Turning Gels into Cartilage:
Modeling Tissue Regeneration in Cell-Seeded Scaffolds
Department of Mathematics
North Carolina State University
Articular cartilage is the hydrated biological soft tissue that lines surfaces of bones in joints such as the knee, shoulder and hip. Unlike most other tissues, cartilage is avascular (no blood vessels) and aneural (no nerve endings). When the tissue is healthy, it is in a state of homeostasis in which synthesis and degradation of its extracellular matrix (ECM) constituents such as collagen and proteoglycan are in balance. This balance is maintained by a population of cells (chondrocytes) that are sparsely distributed within the ECM, and can regulate their metabolic activity by detecting changes in their external biophysical environment. Remarkably, when cartilage cells are seeded into a hydrogel scaffold in vitro, they detect “foreign” features of their local environment and initiate biosynthetic activity in an attempt to reproduce native ECM. Progression of this process to the point of complete matrix regeneration depends on several characteristics of the in vitro experiment. Among these factors are biophysical properties of the hydrogel material (e.g. mechanical stiffness, diffusivities), nutrient absorption and matrix reaction rates associated with chondrocyte metabolism, and mechanisms of cross-linking in assembly of ECM from its underlying constituents.

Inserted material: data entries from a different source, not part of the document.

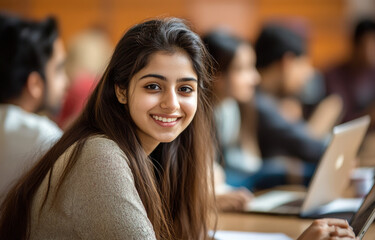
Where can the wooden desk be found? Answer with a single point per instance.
(291, 226)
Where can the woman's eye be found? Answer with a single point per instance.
(186, 89)
(152, 87)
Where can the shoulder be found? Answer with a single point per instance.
(30, 124)
(103, 148)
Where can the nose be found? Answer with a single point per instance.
(170, 101)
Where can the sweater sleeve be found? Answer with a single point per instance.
(106, 204)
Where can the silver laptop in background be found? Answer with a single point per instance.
(330, 179)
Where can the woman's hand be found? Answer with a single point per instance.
(328, 228)
(234, 201)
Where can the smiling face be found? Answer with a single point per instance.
(162, 98)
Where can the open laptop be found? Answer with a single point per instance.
(365, 215)
(330, 178)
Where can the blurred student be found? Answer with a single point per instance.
(32, 78)
(354, 79)
(284, 67)
(98, 182)
(248, 123)
(88, 54)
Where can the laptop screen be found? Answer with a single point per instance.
(363, 218)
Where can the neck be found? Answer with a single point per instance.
(25, 104)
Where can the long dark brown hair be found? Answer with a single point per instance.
(177, 194)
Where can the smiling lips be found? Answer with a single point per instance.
(165, 121)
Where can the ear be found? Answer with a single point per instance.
(35, 85)
(121, 94)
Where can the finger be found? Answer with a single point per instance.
(342, 232)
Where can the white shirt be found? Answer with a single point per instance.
(24, 138)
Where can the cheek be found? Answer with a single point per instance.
(142, 103)
(189, 107)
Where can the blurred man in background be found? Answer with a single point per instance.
(32, 79)
(354, 79)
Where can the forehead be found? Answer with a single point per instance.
(177, 63)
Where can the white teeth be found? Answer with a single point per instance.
(164, 119)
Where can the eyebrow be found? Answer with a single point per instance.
(185, 79)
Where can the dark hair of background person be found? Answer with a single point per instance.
(177, 202)
(363, 27)
(274, 42)
(222, 48)
(25, 47)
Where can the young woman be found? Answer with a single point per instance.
(98, 182)
(252, 134)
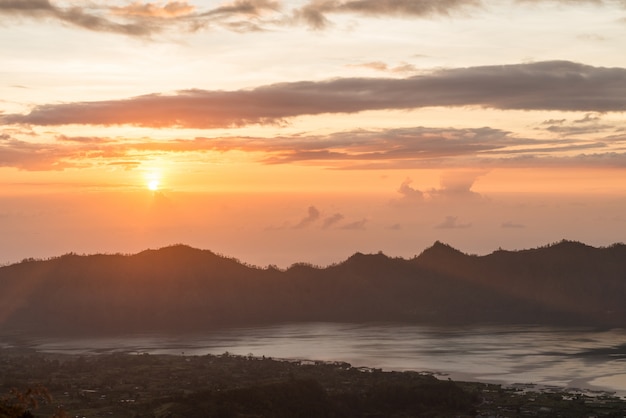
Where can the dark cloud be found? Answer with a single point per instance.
(79, 16)
(554, 85)
(451, 222)
(314, 12)
(312, 216)
(143, 19)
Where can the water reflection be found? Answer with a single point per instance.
(523, 354)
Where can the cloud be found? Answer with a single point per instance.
(312, 216)
(332, 220)
(459, 183)
(409, 192)
(143, 19)
(80, 16)
(451, 222)
(553, 85)
(446, 149)
(168, 10)
(455, 184)
(381, 66)
(33, 156)
(513, 225)
(355, 226)
(314, 12)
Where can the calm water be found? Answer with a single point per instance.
(573, 358)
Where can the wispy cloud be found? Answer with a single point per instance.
(512, 225)
(142, 19)
(332, 220)
(314, 13)
(442, 148)
(553, 85)
(313, 214)
(454, 184)
(452, 222)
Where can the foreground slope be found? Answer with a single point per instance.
(182, 289)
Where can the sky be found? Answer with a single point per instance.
(292, 131)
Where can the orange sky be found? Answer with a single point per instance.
(283, 131)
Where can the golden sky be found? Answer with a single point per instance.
(305, 130)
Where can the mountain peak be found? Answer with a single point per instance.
(439, 251)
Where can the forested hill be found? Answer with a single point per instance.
(182, 289)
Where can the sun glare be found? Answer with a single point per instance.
(153, 185)
(153, 180)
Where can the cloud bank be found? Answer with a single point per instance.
(551, 85)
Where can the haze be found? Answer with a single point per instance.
(285, 131)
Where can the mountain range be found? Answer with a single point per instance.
(180, 289)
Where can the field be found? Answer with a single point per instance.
(142, 385)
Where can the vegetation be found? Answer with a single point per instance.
(131, 385)
(181, 289)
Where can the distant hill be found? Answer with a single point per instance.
(182, 289)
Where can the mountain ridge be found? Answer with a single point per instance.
(183, 289)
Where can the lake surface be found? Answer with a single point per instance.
(571, 358)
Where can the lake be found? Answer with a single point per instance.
(568, 358)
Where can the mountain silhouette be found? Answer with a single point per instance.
(183, 289)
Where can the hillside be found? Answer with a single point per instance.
(182, 289)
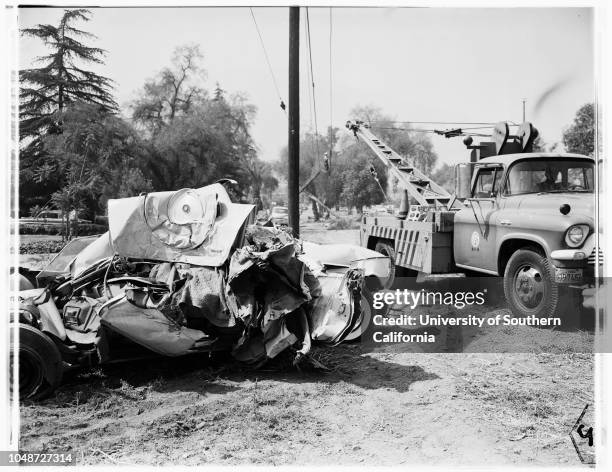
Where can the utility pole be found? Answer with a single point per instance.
(294, 121)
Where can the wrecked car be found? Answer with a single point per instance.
(187, 272)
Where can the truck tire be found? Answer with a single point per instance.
(529, 285)
(40, 363)
(388, 250)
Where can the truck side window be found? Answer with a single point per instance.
(487, 183)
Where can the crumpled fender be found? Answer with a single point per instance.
(346, 255)
(150, 328)
(50, 318)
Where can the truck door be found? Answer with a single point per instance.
(475, 232)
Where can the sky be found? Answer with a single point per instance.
(415, 64)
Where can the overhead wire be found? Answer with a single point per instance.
(314, 98)
(331, 98)
(263, 46)
(307, 81)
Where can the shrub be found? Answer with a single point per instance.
(82, 229)
(41, 247)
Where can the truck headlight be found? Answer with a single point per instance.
(575, 235)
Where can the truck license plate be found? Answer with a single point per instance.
(566, 276)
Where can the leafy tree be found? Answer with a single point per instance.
(95, 158)
(193, 140)
(445, 176)
(172, 92)
(579, 137)
(47, 91)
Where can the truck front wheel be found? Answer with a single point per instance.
(529, 284)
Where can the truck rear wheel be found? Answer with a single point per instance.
(529, 284)
(388, 250)
(40, 363)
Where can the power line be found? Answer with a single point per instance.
(442, 122)
(331, 88)
(263, 46)
(314, 98)
(432, 131)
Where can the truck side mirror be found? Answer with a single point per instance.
(463, 180)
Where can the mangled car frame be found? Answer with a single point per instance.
(186, 272)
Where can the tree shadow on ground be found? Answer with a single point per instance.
(220, 373)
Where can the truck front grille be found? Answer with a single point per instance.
(593, 256)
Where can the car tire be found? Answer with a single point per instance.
(40, 363)
(388, 250)
(529, 285)
(365, 316)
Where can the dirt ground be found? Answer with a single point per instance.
(376, 406)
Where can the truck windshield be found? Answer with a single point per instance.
(550, 176)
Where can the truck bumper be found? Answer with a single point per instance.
(576, 266)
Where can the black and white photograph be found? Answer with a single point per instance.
(305, 235)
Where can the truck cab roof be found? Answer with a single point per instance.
(507, 159)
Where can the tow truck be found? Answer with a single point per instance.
(522, 215)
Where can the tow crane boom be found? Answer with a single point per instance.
(418, 185)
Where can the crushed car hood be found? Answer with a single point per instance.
(194, 226)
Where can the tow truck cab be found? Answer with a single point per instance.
(529, 217)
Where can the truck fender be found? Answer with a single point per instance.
(512, 242)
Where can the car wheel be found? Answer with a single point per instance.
(388, 250)
(365, 316)
(529, 285)
(40, 363)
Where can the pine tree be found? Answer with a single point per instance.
(50, 88)
(47, 91)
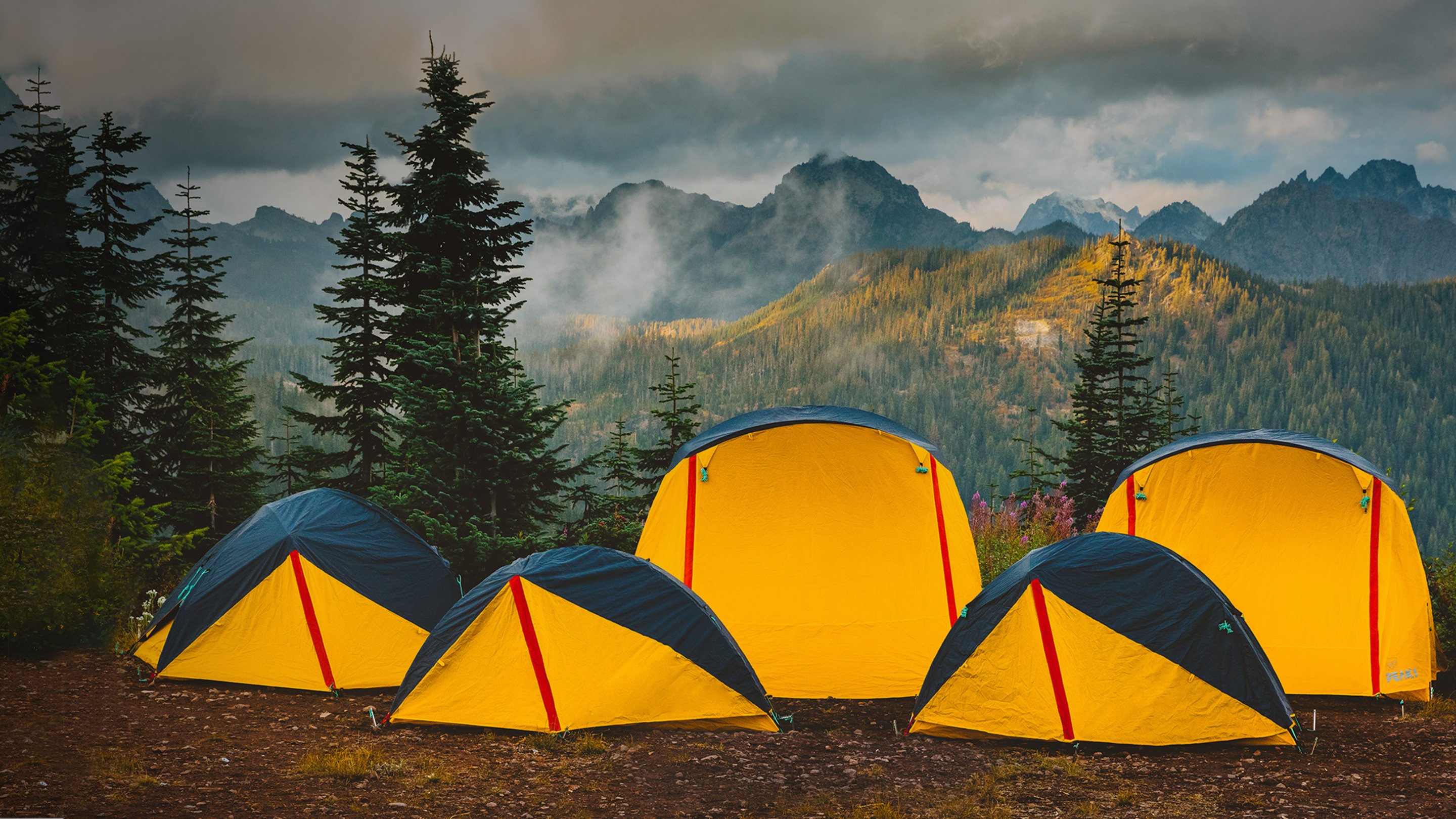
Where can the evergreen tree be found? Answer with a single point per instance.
(1172, 422)
(613, 516)
(360, 394)
(1113, 420)
(201, 448)
(296, 468)
(40, 234)
(475, 470)
(676, 408)
(1036, 463)
(123, 282)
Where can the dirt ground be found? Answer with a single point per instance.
(83, 735)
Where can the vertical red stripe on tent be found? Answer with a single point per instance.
(1132, 506)
(312, 620)
(535, 649)
(1050, 648)
(692, 522)
(945, 545)
(1375, 588)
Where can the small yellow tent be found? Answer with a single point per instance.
(318, 590)
(1309, 539)
(581, 638)
(1103, 639)
(831, 541)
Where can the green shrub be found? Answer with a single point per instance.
(1440, 576)
(1008, 531)
(76, 549)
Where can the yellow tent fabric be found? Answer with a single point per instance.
(838, 553)
(1308, 541)
(265, 639)
(318, 590)
(1111, 664)
(581, 638)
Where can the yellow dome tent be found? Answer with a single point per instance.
(831, 541)
(318, 590)
(1103, 639)
(581, 638)
(1309, 539)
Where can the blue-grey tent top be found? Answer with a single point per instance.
(1280, 438)
(354, 541)
(785, 416)
(1142, 590)
(619, 588)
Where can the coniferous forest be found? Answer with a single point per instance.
(1041, 368)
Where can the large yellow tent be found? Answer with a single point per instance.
(581, 638)
(1104, 639)
(1309, 539)
(831, 541)
(318, 590)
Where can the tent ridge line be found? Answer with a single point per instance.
(1375, 588)
(1053, 666)
(945, 544)
(315, 634)
(535, 651)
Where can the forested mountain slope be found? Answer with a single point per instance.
(957, 344)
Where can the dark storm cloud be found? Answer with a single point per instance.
(995, 98)
(251, 134)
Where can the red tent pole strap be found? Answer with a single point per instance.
(1132, 506)
(1375, 588)
(945, 545)
(313, 620)
(1050, 648)
(692, 521)
(535, 649)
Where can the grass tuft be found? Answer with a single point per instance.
(344, 763)
(567, 744)
(1069, 765)
(1440, 709)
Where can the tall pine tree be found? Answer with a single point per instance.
(1113, 420)
(124, 280)
(360, 394)
(475, 470)
(40, 232)
(615, 515)
(201, 445)
(676, 416)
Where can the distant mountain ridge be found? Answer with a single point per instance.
(1181, 222)
(956, 344)
(649, 251)
(1093, 216)
(1377, 225)
(277, 267)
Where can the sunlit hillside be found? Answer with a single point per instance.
(959, 344)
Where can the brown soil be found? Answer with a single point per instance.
(83, 737)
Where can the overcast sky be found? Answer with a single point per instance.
(985, 105)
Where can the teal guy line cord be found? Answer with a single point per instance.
(190, 586)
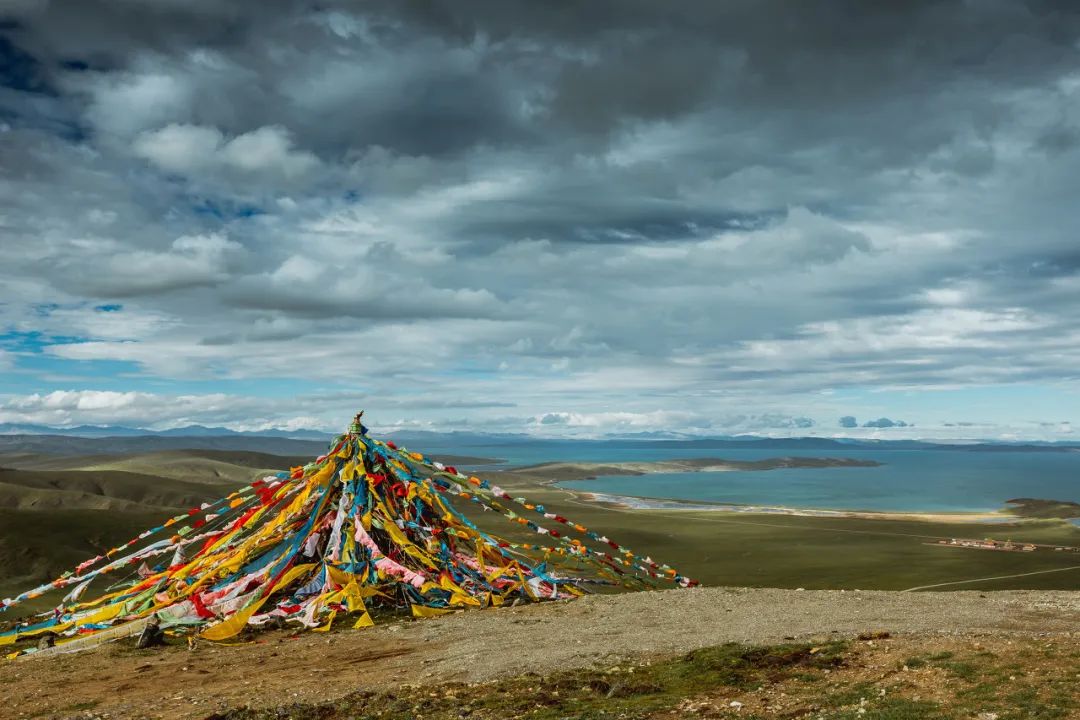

In this project, the team will develop mathematical models for time and spatially varying biophysical interactions between a single cartilage cell and an encapsulating hydrogel scaffold material. The starting point will be a reaction-diffusion system of PDEs that models progression of tissue regeneration relative to an equilibrium state that represents cellular homeostasis in healthy cartilage ECM. While there are several biophysical factors to consider in model development, a primary aim is to compute “regeneration” times required to turn over a specified volume of hydrogel material into newly synthesized tissue that mimics native cartilage ECM.